Когда синьор Гвидобальдо да Монтефельтро, герцог Урбинский2, покинул этот мир, я вместе с некоторыми другими рыцарями, ему служившими, остался на службе у герцога Франческо Мария делла Ровере3, его преемника в государственном правлении по праву наследства, и поскольку в душе моей еще живо было благоухание добродетелей герцога Гвидобальдо и то удовольствие, которое доставило мне в его дни дружеское общение со столь превосходными людьми, обретавшимися тогда при урбинском дворе, память о том побудила меня написать эти «Книги о Придворном»4, что я и сделал в течение немногих дней, намереваясь со временем исправить огрехи, порожденные стремлением поскорее уплатить долг памяти.

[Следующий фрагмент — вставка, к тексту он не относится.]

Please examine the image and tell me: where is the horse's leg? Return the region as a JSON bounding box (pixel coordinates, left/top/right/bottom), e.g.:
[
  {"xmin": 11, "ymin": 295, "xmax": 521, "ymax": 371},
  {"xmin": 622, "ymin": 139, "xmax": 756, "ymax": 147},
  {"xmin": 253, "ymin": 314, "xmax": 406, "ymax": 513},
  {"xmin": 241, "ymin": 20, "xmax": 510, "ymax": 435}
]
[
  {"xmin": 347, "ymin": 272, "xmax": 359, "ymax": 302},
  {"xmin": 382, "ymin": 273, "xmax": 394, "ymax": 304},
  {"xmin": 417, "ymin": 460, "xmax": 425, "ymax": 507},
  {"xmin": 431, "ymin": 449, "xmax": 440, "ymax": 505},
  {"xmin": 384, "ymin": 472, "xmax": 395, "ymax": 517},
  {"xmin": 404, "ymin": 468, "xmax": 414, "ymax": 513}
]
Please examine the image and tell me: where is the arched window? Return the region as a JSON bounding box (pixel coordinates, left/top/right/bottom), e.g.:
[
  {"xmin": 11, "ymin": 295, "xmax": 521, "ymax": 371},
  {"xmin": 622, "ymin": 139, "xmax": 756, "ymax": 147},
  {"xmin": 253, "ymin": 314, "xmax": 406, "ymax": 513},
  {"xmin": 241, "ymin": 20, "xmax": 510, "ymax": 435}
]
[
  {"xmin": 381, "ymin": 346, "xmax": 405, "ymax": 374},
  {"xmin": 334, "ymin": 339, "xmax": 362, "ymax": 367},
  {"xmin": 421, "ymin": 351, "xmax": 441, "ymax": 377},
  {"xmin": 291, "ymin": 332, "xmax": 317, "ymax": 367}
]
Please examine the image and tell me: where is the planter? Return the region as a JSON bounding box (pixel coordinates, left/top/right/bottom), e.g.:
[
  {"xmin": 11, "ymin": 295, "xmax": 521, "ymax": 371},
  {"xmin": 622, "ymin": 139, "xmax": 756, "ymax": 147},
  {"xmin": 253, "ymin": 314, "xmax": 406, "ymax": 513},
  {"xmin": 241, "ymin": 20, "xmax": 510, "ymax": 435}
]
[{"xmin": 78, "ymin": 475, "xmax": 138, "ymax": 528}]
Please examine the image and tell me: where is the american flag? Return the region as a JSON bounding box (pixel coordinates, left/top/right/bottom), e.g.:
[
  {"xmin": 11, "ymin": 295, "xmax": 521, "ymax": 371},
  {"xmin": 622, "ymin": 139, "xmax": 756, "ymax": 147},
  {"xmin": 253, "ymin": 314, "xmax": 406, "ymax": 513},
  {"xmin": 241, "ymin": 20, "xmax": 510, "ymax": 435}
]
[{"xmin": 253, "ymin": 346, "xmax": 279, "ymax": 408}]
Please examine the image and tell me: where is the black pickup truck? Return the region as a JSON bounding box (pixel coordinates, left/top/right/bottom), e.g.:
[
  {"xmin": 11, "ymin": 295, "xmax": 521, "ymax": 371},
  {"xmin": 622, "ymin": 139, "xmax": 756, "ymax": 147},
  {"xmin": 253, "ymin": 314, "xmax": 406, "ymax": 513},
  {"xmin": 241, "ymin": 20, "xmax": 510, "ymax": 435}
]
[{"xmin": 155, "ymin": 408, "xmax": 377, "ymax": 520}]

Но долгие годы фортуна беспрерывно держала меня под гнетом столь тяжелых испытаний, что я вовсе не имел возможности довести книги до такого состояния, чтобы мой несовершенный вкус остался ими удовлетворен.

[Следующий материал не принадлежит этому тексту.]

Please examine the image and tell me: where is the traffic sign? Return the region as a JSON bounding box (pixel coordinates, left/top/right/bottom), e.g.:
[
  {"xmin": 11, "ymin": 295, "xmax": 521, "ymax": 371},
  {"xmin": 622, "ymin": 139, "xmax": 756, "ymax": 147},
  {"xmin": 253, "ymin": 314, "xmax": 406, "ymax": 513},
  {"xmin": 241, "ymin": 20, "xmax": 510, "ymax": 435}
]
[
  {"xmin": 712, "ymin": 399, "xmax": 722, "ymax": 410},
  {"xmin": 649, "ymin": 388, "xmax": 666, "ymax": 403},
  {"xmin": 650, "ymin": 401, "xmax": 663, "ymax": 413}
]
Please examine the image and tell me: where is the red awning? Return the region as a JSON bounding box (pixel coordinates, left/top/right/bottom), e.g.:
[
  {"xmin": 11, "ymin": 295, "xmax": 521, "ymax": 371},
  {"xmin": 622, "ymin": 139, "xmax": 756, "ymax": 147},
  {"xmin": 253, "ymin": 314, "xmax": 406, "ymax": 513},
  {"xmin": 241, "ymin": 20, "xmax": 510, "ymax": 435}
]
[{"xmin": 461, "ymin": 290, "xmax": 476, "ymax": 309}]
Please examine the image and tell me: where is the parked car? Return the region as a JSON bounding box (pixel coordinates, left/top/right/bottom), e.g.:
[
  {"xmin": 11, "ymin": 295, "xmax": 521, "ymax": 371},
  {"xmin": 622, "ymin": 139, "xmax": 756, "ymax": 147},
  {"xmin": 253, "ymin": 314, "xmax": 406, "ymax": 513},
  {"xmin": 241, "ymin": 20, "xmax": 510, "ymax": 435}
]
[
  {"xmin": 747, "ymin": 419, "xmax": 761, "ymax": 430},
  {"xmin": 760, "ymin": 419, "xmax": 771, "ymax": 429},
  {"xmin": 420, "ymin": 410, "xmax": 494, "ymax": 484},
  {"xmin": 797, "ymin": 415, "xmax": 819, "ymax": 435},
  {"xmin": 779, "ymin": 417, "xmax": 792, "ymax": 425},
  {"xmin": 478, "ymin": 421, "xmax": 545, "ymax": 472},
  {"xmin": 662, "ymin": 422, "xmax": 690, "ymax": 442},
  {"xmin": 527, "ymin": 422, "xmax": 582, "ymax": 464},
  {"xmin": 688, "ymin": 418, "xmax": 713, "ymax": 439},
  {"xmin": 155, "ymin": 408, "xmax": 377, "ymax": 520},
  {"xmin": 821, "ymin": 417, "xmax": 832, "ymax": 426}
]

Когда же я находился в Испании и из Италии мне сообщили, что синьора Виттория Колонна, маркиза Пескары5, для которой я прежде сделал копию книги, нарушила данное мне обещание, отдав ее значительную часть в переписку, — [то] я не мог не почувствовать некоторое беспокойство, опасаясь многих неприятностей, которые в подобных случаях могут произойти, и тем не менее, веря, что у этой дамы, чьи добродетели я всегда чтил как нечто божественное, достанет разума и осмотрительности на то, чтобы я не понес какого-либо ущерба, подчинившись ее пожеланиям. Наконец, я узнал, что упомянутая часть книги ходит в Неаполе по рукам многих, и, поскольку люди всегда жадны до новинок, подумал, что кто-нибудь попытается ее напечатать. Встревоженный такой опасностью, я решился наскоро поправить в книге то немногое, что позволяло время, с намерением ее скорее опубликовать, считая меньшим злом увидеть ее мало исправленной собственной рукой, нежели сплошь истерзанной чужими.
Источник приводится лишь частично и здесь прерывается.